Likewise, the European Union adopted the ETS in 2003 as a cost-effective way to achieve the commitments it had made under the 1997 Kyoto Protocol. The ETS rapidly became the world’s largest system for putting a market price on environmental damage. But now it has been pushed aside by other kinds of regulation.
European directives require that 20% of energy must come from renewables by 2020. But, while policymakers have helped drive down the price of emissions permits in the ETS by mandating and subsidizing renewable energy, the supply of permits has not been reduced. As a result, demand now falls short of any binding constraint. Indeed, the price of permits fell below three euros a ton in April 2013, rendering the emissions-trading market almost irrelevant.
This, in turn, has encouraged greater reliance on highly polluting coal – the worst energy source, from the standpoint of global warming. That would not have happened if the price mechanism still underpinned climate-change policy. Moreover, the EU’s renewables policy has also proved to be ruinously expensive. All of this should give pause to the European Council when it meets in March to consider how to extend the 2020 goals to 2030.
There is a fascinating parallel between the evolution of American political attitudes toward market mechanisms in environmental regulation and Republican hostility to “Obamacare” (the 2010 Affordable Care Act). The core of Obamacare is an attempt to ensure that all Americans have health insurance, via the individual mandate. But it is a market-oriented program insofar as health insurers and health-care providers remain private and compete against one other.
This was originally a conservative approach. The two major alternatives to it are much further removed from the marketplace: a “single payer” system, as in Canada (or America’s Medicare system for the elderly), with the government providing health insurance, or “socialized medicine, ” as in the United Kingdom (or the US Veterans Health Administration), with the government providing health care directly.
The approach taken by Obamacare was proposed in conservative think tanks such as the Heritage Foundation and enacted in Massachusetts by Republican Governor Mitt Romney. But, by the time Obama adopted it, it had become anathema to Republicans, forcing Romney, the party’s presidential candidate in 2012, to run against his own record.
The market failure in the case of air pollution is what economists call an “externality”: those who pollute do not bear the entire cost. The market failure in the case of health care is what economists call “adverse selection”: insurers may not provide insurance, especially to patients with pre-existing conditions, if they fear that healthy customers have already taken themselves out of the risk pool.

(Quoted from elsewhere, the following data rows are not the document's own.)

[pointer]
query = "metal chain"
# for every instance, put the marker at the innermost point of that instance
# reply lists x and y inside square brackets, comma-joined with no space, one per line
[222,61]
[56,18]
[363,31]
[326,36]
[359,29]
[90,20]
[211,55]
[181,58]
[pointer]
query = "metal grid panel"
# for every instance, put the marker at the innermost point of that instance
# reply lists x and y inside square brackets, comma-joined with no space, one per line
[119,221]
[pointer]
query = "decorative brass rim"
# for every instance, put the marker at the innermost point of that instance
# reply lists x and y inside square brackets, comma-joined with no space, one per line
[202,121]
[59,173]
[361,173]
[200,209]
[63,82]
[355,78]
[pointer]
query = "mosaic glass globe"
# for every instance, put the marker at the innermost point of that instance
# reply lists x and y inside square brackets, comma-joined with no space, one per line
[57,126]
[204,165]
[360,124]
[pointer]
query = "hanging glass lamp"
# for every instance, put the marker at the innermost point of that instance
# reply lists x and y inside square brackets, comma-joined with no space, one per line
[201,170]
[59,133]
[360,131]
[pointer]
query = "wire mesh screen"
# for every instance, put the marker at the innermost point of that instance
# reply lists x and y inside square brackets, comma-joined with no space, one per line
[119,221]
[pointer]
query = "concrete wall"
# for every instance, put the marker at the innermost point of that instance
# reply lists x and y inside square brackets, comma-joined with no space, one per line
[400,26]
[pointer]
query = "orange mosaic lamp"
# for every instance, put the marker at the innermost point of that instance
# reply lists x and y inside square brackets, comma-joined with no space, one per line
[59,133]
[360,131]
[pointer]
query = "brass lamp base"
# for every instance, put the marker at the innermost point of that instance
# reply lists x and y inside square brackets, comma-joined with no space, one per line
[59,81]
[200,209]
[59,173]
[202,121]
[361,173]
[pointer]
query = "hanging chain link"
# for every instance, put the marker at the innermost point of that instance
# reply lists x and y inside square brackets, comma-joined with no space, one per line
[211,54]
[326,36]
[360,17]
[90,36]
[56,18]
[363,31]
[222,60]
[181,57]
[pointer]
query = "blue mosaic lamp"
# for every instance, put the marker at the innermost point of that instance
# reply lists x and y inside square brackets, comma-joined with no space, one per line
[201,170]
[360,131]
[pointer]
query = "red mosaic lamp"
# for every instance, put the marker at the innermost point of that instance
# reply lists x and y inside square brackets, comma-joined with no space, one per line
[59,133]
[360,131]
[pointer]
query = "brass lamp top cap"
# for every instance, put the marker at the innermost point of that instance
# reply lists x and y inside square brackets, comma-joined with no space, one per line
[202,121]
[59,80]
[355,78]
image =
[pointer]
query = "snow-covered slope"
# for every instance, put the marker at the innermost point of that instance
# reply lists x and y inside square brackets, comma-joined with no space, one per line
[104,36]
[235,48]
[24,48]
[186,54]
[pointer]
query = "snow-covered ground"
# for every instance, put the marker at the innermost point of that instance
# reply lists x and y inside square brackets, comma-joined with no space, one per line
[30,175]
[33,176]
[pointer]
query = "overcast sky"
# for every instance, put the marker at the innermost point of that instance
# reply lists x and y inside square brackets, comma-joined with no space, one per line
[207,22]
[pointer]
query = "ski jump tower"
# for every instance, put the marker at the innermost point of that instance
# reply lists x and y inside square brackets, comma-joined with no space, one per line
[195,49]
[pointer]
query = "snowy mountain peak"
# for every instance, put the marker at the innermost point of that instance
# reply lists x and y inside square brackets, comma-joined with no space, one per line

But, again, government attempts to address market failures can themselves fail. In the case of the environment, command-and-control regulation is inefficient, discourages innovation, and can have unintended consequences (like Europe’s growing reliance on coal). In the case of health care, a national monopoly can forestall innovation and provide inadequate care with long waits.
In general, the best government interventions target failures precisely – using cap and trade to put a price on air pollution, for example, or relying on the individual mandate to curtail adverse selection in health insurance – while letting market forces do the rest more efficiently than bureaucrats can.